# Overview of Ollama & Demo with Mistral 7B

This notebook introduces **Ollama**, a platform for running large language models **locally**, and gives a hands-on demo using **Mistral 7B**, a lightweight but capable open-weight model.

### Outline
1. What is Ollama? Motivation & features
2. Architecture & model ecosystem
3. Installing & setup
4. Using Ollama via Python / shell
5. Demo: prompt + evaluation
6. Limitations, best practices, and extensions

*This notebook can be run on a laptop with adequate resources (see instructions below).* 



## 1. What is Ollama?

- **Ollama** is an open framework for running large language models **locally**, avoiding dependence on cloud APIs.
- **Motivations**:
  - Privacy & data control: your data never leaves your machine.
  - Lower latency and more control over inference.
  - No per-token API cost once the model is downloaded.
  - Full experimentation freedom: introspection, custom fine-tuning, etc.
- Recent improvements: support for new architectures, improved performance and quantization.
- Includes a public model registry with many popular open-weight models.



## 2. Model ecosystem in Ollama

In the Ollama model registry you will find many models from small to large:

- **Mistral 7B** — a state-of-the-art open model with 7 billion parameters.
- **Phi-4**, **OLMo 2**, and others.

We will use **Mistral 7B**, which provides a good balance of performance and resource requirements for laptop setups when quantized to 4-bit.



## 3. Installing & setup

Run the following shell commands (Linux / macOS).
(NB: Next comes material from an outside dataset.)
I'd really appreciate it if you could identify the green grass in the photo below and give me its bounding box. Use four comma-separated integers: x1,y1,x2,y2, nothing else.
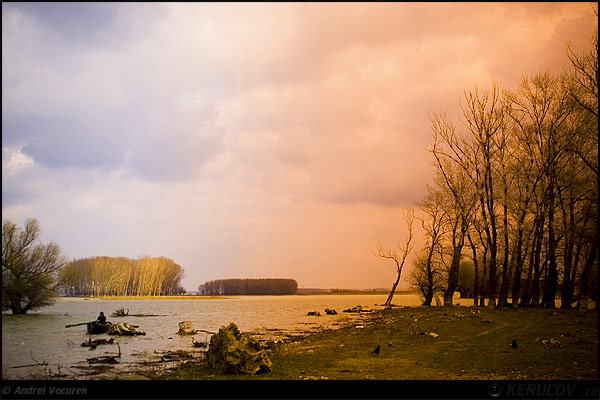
154,307,598,380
For Windows, use WSL or the Windows installer from the Ollama website.


In [3]:

# Install Ollama (if not installed)
#!curl -fsSL https://ollama.com/install.sh | sh

# Check version in terminal
#ollama --version

# Pull the Mistral 7B model
#!ollama pull mistral

# (Optional) show model info in terminal
#ollama show mistral



The quantized model is roughly 4–6 GB and will run on laptops with at least:
- Apple Silicon M1/M2/M3 with ≥16 GB unified memory, or
- NVIDIA GPU with ≥8 GB VRAM.

CPU-only laptops can also run it but will be slower.



## 4. Using Ollama via Python (and shell)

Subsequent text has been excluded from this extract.